THE RACE: By the time the America's Cup race is over in 1987, 17 different syndicates (the groups of investors who own the boats, some of whom may withdraw between now and then) will have spent from $4 million to $15 million apiece in their efforts to win the cup. They will have participated in as many as 600 races total before one boat is proven the fastest of the group.
Elimination races begin Oct. 5, running between 10 and 15 days continuously each month through December. By the time the finals begin Jan. 31, the field will be narrowed to one Australian boat one challenger from another country. In the finals the cup goes to the boat that wins four of seven races.
There are a number of tour packages being organized around the race. For information, contact a travel agent.
GETTING THERE: United and Qantas airlines fly from Washington to Perth, with possible stopovers in Hawaii, Fiji, New Zealand, Melbourne, Sydney or Cairns, Australia. The low-season fare -- April through November -- is about $1,500 round trip, based on 14-day advance purchase; the high-season fare -- December through March -- is about $1,800.
WHERE TO STAY: In Fremantle, the newly renovated colonial-style Esplanade Hotel, with a view of the America's Cup contenders docked in the harbor, should be the first choice for both atmosphere and convenience. But it is small and may be booked up early; rates are $55 to $110 double.
Excellent accommodations in Perth are available at several new hotels: Orchard, Merlin, Sheraton Perth, Ansett International and Parmelia Hilton International. Rates start at $75 double per night.
On Rottnest Island, try the Rottnest Lodge Resort or write the Rottnest Island Board (Rottnest Island, Western Australia 6161), which can book campsites or rental cottages.
WHERE TO EAT: Even fast food in Perth and Fremantle is fresh and varied by American standards. Try the Sunmarket Centre near Barracks and Murray Streets in Perth for international food or the Fremantle Bread and Cheese Shop in the Bannister Courtyard in Fremantle for gourmet and health food plus gorgeous pastries.
But the restaurants in both places are a gourmand's delight.

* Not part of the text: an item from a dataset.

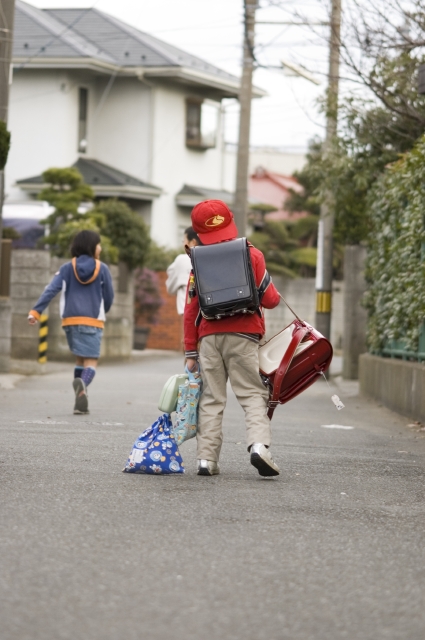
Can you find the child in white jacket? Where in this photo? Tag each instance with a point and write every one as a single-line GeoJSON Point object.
{"type": "Point", "coordinates": [178, 272]}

Even hotel food here is good, but for a cozy atmosphere try any of Perth's Outram and Ord Street restaurants, which serve sophisticated eats in stylishly converted houses: Wellington's, Bagwell's, Pierre's, Outram 77, Haskins and the Ord Street Cafe'. Here ceiling fans take the place of air-conditioning and liquor is often bring-your-own, but entre'es are original and delicious: quail legs crumbed in pistachio nuts; duck breasts Cassis; duck terrine with peppercorns and Grand Marnier.
In Fremantle Mrs. W's at 211 South Ice is the up-scale equivalent of Perth's Ord and Outram Street restaurants, serving expensive but excellent meals. More down-to-earth is the Roma Restaurant at 9 High St., a favorite among locals. They serve Italian and Australian food at very reasonable prices.

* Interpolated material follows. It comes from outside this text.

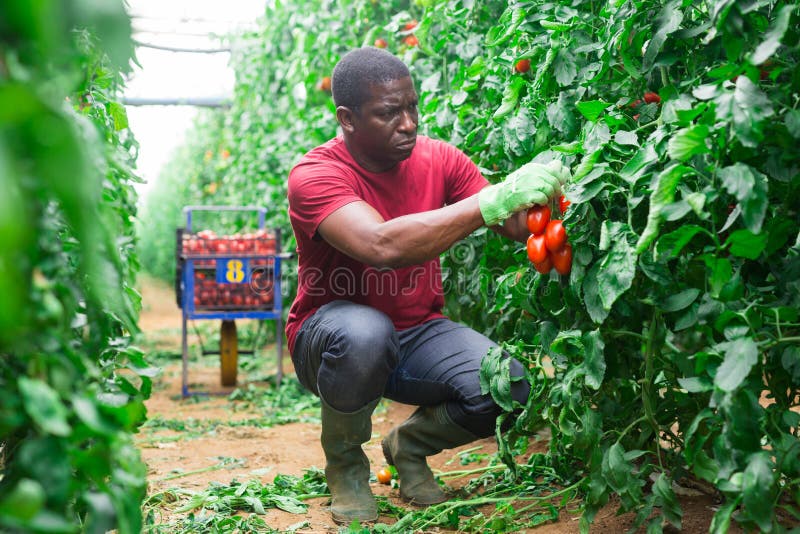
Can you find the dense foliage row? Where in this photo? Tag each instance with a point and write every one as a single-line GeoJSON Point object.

For lunch an old Fremantle stand-by is Cicerello's, on the waterfront not far from where the America's Cup contenders are docked. Here you can buy fish and chips wrapped in paper to eat at outdoor tables overlooking lthe harbor.
*Qantas Airways has a listing of apartments available for rent or you can have Jean Smiley at Homestay of Western Australia (40 Union Rd., Carmel, W.A. 6076) make arrangements for you to stay with an Australian family in a private home.
SIDE TRIPS: Perth is a good home base from which to take day trips before ranging into the vast expanses of Western Australia.
There are daily boat excursions on the Swan River to visit the Houghton and Sandalford wineries, both at beautiful locations on the river, or you can stop by the wineries for tastings on your way to the small, colonial town of York, about an hour and a half drive east from Perth.
On the way to York you drive through the Darling Range, which is actually an escarpment running parallel to the coast. Stop in Kalamunda to enjoy the views -- and the wildflowers August through November -- and also at the Mundaring Weir to see this turn-of-the century dam built to supply water to the gold fields near Kalgoorlie (300 miles further east) and to have tea in the 1837 Mahogany Inn.
The nearby John Forrest National Park has picnic grounds and miles of trails through forests of giant marri and keri trees. You might even be startled here by a group of friendly kangaroos munching leaves in a meadow.
Near York you can get a taste of the outback at Kaj and Pat Nielson's 1890s farm, Cloverlea, where their pet kangaroo Skippy and dog Jess will entertain you while you enjoy tea on the bougainvillea-draped porch. Cloverlea also offers lodging in pretty pink, flowered guest rooms, and the Nielsons can arrange for a camel caravan tour of the countryside at the Great Northern Camel Farm next door.
On the way back to Perth along the Swan River are several suburban stops worth making: the Hall Collection of Australiana in Guildford behind the 1840 Rose and Crown Hotel; Mechanics Hall, a small folklore museum; Woodbridge, a colonial mansion overlooking the river. Also in the suburbs is Monger Lake, home to Australia's native black swans.